Content addressed derivations

Introduction

Floating content addressed derivations (from now CA derivations) is an experimental feature which substantially change how the hashes in the store paths are calculated. Indeed, normally derivations are input addressed i.e. the outputs store paths depends only on the derivation inputs, instead with CA derivations they depend on the content of the outputs.

This has two main advantages:

  • The so-called "early cutoff", namely the ability of Nix to stop a build if the build outputs would be something already built. For example suppose you add a comment in an Haskell source, at this point Nix will rebuild the component depending on this source but since the output will be the same (adding a comment is an "output-invariant" change for ghc) every other component that depends on that will not be rebuilt.
  • Users of the same Nix store does not need to trust each other when using substituters.

You can find more information in the ca-derivations page on the wiki (and in the other resources linked there).

Usage

Enable CA derivations in your system

First of all your Nix installation must support the ca-derivations experimental feature, this can done by adding the following in your nix.conf:

experimental-features = ca-derivations

Or if you use NixOS:

nix.extraOptions = ''
    experimental-features = ca-derivations
'';

Enable CA derivations in your project

At this point you can pass a new module to project' that tells haskell.nix to build every component in the project as CA derivation.

haskell-nix.project' {
	# ...
	
	modules = [{
		contentAddressed = true;
		# packages.project-name.components.exes.executable.contentAddressed = true;
	}];
};

Optionally you can also specify which components you don't want to be content addressed.

Known problems

Limitation of the current CA derivations implementation

As explained in the RFC 62

The current implementation has a naive approach that just forbids fetching a path if the local system has a different realisation for the same drv output. This approach is simple and correct, but it's possible that it might not be good-enough in practice as it can result in a totally useless binary cache in some pathological cases.

For example, suppose that your machine builds a derivation A producing an output A.out in your store and that after that a CI machine builds the same derivation A but producing a different output A.out' and populating a cache with this output.

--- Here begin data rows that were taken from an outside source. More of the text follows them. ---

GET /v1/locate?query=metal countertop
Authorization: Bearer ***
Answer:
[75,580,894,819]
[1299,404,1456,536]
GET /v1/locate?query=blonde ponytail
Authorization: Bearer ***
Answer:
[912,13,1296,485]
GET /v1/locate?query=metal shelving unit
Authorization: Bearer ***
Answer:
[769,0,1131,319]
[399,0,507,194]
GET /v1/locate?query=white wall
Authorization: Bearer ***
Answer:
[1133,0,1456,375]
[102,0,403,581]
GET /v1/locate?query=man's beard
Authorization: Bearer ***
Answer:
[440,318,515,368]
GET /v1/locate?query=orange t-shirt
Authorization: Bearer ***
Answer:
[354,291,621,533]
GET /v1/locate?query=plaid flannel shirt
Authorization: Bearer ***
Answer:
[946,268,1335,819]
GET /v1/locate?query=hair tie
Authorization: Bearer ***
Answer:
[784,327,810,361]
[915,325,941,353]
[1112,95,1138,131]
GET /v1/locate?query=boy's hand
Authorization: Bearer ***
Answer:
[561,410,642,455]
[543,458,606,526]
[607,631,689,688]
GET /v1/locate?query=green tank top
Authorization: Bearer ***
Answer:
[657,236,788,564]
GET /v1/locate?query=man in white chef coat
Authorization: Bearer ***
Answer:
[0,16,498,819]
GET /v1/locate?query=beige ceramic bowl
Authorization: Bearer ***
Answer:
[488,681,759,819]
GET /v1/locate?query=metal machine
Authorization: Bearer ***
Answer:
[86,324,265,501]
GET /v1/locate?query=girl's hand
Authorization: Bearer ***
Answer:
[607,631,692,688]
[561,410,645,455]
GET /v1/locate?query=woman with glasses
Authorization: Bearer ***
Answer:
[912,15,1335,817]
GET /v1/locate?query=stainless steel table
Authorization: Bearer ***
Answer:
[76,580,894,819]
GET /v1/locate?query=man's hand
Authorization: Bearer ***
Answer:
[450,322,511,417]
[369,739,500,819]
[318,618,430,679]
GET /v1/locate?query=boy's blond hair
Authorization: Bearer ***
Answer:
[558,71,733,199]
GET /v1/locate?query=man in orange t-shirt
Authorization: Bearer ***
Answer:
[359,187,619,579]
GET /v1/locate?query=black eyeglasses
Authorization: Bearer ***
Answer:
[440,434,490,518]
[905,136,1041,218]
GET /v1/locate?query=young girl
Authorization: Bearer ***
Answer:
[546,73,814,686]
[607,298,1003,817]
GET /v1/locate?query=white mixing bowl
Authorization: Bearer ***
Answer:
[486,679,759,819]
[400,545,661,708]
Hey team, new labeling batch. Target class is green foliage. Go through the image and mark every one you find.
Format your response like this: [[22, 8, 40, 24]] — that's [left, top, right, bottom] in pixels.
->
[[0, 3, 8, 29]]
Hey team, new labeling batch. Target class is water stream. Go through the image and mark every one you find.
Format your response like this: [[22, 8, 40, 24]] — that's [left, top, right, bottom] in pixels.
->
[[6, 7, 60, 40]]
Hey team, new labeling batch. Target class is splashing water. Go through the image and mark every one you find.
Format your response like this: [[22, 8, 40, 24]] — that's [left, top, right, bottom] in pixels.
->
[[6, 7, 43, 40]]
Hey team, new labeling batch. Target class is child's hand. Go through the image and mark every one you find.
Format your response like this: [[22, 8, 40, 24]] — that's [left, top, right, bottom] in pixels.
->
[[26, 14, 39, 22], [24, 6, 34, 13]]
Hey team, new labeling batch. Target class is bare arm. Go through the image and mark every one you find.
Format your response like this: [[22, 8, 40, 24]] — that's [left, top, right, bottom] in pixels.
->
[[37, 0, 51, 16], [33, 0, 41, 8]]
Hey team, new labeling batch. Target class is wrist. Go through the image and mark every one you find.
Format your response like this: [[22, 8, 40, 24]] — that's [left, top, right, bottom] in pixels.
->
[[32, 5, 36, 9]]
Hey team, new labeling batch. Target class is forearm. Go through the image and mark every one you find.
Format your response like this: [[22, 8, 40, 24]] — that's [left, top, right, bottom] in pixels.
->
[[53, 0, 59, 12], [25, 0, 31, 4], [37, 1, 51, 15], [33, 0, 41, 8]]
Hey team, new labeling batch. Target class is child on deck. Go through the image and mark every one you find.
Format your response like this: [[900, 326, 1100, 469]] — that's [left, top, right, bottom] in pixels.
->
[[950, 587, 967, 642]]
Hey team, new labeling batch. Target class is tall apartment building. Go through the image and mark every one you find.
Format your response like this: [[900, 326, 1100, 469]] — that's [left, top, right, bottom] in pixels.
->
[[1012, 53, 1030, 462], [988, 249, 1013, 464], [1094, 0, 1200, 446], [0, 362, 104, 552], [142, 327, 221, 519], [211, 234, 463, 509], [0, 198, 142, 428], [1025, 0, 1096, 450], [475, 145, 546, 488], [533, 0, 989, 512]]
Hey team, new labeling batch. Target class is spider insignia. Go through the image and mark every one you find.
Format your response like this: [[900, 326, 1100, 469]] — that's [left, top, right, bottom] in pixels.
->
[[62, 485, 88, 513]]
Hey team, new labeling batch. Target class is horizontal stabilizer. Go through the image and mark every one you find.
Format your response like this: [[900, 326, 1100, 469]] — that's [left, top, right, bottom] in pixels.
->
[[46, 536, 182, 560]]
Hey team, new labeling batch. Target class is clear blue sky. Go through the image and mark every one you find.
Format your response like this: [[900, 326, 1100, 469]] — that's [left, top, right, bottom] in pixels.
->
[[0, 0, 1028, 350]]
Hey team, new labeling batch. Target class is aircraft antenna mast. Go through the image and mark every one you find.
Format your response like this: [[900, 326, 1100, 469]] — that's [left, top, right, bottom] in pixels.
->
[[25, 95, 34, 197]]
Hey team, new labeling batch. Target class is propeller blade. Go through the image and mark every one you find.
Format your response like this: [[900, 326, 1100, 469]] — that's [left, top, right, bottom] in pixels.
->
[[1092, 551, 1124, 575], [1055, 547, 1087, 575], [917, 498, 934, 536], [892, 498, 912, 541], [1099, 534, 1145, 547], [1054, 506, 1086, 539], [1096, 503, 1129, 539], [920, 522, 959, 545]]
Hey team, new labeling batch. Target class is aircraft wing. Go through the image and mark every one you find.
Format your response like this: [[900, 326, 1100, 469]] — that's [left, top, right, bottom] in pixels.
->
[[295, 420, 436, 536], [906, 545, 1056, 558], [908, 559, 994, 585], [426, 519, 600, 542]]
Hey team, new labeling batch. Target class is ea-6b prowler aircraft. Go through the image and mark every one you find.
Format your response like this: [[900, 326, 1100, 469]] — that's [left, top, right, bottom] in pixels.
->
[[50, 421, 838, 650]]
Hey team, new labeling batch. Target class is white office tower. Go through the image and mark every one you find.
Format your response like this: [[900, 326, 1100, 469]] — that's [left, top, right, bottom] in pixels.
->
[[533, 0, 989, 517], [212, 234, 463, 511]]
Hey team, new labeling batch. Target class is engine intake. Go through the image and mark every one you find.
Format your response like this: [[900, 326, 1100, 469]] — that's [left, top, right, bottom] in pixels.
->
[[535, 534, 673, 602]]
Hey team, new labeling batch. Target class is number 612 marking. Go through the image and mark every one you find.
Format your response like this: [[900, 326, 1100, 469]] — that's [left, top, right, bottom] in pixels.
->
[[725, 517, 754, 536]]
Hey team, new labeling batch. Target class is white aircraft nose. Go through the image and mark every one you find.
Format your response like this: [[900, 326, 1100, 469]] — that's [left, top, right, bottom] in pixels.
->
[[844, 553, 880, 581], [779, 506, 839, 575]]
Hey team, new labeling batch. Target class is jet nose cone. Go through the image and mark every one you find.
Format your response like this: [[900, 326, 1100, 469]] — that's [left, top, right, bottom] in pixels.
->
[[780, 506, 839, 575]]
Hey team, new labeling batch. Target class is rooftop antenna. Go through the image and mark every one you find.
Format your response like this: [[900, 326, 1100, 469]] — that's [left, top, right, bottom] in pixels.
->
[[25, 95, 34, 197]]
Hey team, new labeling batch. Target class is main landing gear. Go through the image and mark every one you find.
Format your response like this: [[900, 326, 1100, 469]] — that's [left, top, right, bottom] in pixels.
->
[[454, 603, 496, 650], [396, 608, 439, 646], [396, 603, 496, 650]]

At this point, if you need to build a derivation B that depends on A, since you already have the realisation A.out in your local store and you can't get B.out from the cache and you will end up building B even if one of its realisation is in the cache.

This means that, in some cases, enabling CA derivations would lead to more rebuilds than not having it.

Hydra

Hydra currently doesn't support CA derivations, efforts are being made in this direction.

GHC is not deterministic

Currently ghc is determinstic only disabling the parallel building i.e. passing -j1. Here the upstream issue.

Having a deterministic ghc would be a dream since it will automatically fix all the pathological cases about substituters discussed above and would allow haskell.nix to parallel build even when using CA derivations.